L’arrivo di Winston Churchill e Harry Truman a Fulton, in Missouri il 5 marzo 1946 (https://winstonchurchill.org/resources/quotes/did-churchill-coin-the-term-iron-curtain/).

In questo periodo di tensioni internazionali con la Russia, e con l’accentuarsi dei contrasti fra Russia ed Europa, non può non tornare in mente il periodo storico della guerra fredda. Si parla già da qualche anno di una nuova guerra fredda, anche se ci sono studiosi che sostengono che in realtà non sia mai veramente terminata e che sia sempre rimasta latente, pronta a riesplodere sotto forme diverse.

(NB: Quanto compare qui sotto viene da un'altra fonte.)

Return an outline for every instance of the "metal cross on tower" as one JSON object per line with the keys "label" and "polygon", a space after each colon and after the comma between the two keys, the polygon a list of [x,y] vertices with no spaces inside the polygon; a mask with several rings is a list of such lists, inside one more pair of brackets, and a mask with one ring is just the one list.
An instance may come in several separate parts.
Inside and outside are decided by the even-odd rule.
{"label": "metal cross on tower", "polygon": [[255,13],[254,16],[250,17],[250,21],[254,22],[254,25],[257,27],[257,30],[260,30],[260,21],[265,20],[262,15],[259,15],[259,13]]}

«From Stettin in the Baltic to Trieste in the Adriatic, an iron curtain has descended across the Continent»: era stato Winston Churchill, nel suo discorso del 5 marzo 1946 al Westminster College di Fulton in Missouri, a fotografare la situazione di tensione che si era creata fra le due principali potenze vincitrici della Seconda guerra mondiale, gli Stati Uniti e l’Unione Sovietica, con l’immagine della “cortina di ferro”. Da una parte i Paesi dell’Europa orientale, dall’altra il blocco delle democrazie occidentali. Lo stesso termine “Occidente” non era utilizzato per definire un’area geografica, ma per connotare un concetto ideologico e un sistema di valori. La pace fra le due grandi potenze contrapposte, Usa e Urss, sembrava garantita dal cosiddetto “equilibrio del terrore”, la minaccia costituita dall’arsenale nucleare di entrambi gli schieramenti.

La guerra di Corea, che vide anche l’intervento della Cina, rappresentò uno dei momenti più rischiosi della guerra fredda. Anche in questo caso, si tratta di un conflitto mai veramente concluso. Dopo la Seconda guerra mondiale, le forze di occupazione sovietiche avevano dato origine a un’amministrazione comunista nella Corea del Nord, e quelle americane a un’amministrazione filoccidentale nella Corea del Sud. Dopo vari scontri fra le due Coree, nel 1950 le truppe nordcoreane invasero la Corea del Sud e le Nazioni Unite votarono l’intervento in difesa della Corea del Sud. L’Italia non partecipò alla guerra in quanto sarebbe entrata nelle Nazioni Unite solo nel 1955, ma la paura generata dal nuovo, sanguinoso conflitto si ripercosse anche nel panorama politico e culturale italiano.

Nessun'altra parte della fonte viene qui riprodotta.